Maybe if the teacher had said something --- maybe if “The Red Balloon” were shown as an example of metaphor and dreams and the power of imagination, and that dreams and imagination are Good Things --- kids would have loved it. But apparently nothing of the kind was said. And so the story of a French kid in the mid-1950s who is followed around by a balloon seems to have agitated dozens of Americans so much that, decades later, they rush to post their hatred of it.

They are fools. Well, let's be kind: They have been betrayed by their “education” and by a culture that, in the main, thinks poetry is for “sissies.” ( Butler did note: The movies haters were all male.)

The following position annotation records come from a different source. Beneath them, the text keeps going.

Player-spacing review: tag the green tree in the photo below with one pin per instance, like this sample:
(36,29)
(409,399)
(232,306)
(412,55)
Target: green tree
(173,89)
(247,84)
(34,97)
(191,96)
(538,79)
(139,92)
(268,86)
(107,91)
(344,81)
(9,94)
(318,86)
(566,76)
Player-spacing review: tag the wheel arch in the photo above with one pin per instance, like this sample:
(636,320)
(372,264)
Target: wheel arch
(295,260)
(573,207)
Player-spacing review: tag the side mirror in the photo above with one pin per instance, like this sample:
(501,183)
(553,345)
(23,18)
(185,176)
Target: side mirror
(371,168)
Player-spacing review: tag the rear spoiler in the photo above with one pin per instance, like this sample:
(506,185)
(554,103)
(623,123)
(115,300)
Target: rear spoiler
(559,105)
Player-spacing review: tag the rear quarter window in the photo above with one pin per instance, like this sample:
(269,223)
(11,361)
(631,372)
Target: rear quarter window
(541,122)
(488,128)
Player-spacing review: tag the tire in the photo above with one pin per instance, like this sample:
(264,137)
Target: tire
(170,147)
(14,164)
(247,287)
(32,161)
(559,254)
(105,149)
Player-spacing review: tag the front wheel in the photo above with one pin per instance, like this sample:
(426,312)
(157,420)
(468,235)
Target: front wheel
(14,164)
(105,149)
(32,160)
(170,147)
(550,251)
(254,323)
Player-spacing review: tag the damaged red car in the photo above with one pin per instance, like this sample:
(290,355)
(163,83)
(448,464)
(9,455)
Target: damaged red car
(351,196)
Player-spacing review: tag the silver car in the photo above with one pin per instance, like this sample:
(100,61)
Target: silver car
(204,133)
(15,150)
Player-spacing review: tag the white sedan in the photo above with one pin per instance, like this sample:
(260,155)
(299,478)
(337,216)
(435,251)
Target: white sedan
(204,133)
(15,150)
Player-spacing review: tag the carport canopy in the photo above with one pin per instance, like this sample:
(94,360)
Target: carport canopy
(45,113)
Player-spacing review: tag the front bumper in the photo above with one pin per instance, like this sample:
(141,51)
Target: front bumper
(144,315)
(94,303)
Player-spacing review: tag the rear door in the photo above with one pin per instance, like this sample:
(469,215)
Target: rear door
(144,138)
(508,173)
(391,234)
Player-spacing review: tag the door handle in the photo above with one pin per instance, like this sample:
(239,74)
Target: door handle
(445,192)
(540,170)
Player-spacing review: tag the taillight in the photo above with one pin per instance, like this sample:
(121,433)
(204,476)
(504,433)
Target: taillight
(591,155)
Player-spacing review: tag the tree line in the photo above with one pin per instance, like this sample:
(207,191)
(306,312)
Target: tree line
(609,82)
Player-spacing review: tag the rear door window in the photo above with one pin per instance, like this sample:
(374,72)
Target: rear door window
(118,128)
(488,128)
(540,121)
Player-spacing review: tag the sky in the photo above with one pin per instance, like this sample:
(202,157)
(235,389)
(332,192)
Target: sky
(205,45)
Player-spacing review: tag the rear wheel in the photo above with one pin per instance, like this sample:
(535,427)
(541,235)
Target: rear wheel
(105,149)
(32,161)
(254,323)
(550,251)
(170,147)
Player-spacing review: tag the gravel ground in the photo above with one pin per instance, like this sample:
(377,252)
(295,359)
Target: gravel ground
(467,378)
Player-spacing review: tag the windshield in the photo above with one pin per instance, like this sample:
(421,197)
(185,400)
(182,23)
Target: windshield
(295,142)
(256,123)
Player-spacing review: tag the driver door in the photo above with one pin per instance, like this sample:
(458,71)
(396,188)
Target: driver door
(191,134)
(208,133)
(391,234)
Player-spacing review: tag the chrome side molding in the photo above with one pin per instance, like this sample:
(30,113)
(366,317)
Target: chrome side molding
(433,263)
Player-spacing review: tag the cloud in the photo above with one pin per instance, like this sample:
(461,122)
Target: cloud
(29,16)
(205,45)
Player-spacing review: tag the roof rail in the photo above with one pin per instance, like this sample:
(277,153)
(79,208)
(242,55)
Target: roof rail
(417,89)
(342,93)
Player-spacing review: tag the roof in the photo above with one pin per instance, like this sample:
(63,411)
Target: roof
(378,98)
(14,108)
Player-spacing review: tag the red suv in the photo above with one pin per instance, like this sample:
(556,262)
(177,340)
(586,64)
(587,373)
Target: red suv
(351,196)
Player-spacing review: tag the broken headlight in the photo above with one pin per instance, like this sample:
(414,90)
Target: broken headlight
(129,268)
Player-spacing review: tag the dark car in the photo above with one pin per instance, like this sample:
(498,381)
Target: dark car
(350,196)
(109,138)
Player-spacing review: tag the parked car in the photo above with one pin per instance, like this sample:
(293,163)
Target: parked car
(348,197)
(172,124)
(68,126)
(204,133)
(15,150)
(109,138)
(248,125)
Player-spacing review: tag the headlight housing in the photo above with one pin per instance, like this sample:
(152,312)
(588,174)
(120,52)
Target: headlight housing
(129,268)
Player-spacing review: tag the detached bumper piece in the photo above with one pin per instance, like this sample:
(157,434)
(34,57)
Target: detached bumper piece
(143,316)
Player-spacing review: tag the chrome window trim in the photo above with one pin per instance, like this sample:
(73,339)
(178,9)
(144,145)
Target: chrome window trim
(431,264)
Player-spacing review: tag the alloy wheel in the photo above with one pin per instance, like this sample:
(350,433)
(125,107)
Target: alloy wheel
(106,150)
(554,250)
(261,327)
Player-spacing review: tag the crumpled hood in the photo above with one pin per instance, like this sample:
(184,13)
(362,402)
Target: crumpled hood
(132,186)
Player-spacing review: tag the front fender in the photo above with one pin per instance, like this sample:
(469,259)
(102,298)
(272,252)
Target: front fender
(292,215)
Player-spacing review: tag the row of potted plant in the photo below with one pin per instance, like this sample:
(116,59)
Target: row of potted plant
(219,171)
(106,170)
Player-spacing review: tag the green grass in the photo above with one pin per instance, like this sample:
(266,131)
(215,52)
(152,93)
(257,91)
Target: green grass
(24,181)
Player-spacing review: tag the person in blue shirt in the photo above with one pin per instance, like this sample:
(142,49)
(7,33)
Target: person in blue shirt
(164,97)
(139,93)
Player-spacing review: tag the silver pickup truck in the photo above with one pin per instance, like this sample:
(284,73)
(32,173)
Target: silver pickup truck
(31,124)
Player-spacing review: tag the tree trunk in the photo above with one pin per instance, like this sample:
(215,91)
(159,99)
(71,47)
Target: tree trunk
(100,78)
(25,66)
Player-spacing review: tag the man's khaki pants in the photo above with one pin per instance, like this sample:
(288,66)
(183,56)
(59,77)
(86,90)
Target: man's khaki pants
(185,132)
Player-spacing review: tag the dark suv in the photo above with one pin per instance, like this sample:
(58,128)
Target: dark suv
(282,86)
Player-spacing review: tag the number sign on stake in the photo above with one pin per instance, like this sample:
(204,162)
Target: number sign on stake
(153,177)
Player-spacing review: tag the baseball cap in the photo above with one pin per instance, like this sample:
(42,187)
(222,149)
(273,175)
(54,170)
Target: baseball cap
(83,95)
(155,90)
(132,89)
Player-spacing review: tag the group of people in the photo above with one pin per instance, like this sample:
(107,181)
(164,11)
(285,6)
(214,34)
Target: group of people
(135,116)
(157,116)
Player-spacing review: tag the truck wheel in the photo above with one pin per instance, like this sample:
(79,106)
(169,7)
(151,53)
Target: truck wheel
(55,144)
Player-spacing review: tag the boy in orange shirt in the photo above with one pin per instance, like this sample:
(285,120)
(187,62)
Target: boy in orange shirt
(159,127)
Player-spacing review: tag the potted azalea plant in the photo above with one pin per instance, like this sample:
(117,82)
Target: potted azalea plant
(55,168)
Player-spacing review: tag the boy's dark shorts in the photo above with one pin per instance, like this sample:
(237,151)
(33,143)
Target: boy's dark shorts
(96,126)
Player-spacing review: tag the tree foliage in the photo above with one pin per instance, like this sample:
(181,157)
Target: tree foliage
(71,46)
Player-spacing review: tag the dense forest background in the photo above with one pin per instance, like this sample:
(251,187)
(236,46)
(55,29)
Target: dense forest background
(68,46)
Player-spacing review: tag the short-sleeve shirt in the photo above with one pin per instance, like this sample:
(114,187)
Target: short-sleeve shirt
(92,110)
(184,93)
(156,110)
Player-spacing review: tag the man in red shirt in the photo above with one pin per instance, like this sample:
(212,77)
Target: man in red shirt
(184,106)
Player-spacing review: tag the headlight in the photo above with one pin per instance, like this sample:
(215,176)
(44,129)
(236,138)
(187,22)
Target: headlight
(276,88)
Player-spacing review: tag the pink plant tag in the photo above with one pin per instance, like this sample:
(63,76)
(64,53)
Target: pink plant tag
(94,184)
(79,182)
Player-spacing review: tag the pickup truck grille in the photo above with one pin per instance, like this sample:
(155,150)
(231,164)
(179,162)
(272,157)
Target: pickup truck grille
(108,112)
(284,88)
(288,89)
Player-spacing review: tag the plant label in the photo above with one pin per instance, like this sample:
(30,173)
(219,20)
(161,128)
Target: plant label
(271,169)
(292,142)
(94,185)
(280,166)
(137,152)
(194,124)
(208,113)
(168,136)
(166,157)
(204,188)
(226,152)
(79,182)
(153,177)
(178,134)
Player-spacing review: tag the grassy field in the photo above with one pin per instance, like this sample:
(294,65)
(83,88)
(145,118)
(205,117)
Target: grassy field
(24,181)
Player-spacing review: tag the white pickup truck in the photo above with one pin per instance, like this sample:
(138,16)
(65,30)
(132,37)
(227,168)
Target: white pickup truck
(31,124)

The fact is --- and please excuse Butler for talking as if quality were objective, observable fact --- is that this little film is a gem, eminently worthy of its Academy Award for Best Short Film in 1956 and its reputation as one of the Great Films Ever.

But don't take Butler 's word. Show it to a kid, the younger the better. Sixteen years ago, when he was two, Butler 's stepson first saw “The Red Balloon.” He soon knew the boy's name --- Pascal --- and groaned and cheered at the appropriate times. And wore out the video before he was tired of it. Now Butler 's two-and-a-half year-old daughter watches it. Over and over again. For her, too, Pascal is a friend.

What do they see in the story of a French boy and his balloon? Not what we do. They don't, Butler believes, see that the boy --- an only child --- is lonely, and that the red balloon becomes his best friend. They don't see the restricted, imagination-challenged world of adults, where a balloon that a follows a boy is an annoyance. They don't see the boys who gang up on Pascal and burst his balloon as the brute force of mass stupidity. Nor do they see the flock of balloons that show up at the end and take Pascal flying over Paris as the liberation of art and imagination.

No, for kids, Butler bets that “The Red Balloon” is a film set in reality. A boy has a balloon for a friend. Period. Later, he has many balloons for friends. Period.

And that is the magic of the movie --- it hits kids at their level. A level where anything is possible. Where magic is afoot every day. And that places “The Red Balloon” up there with “Wizard of Oz” and “E.T.” and, soon, “The Polar Express.”

Got a kid? Get “The Red Balloon.” And, in case you've misplaced it, reclaim your own sense of wonder.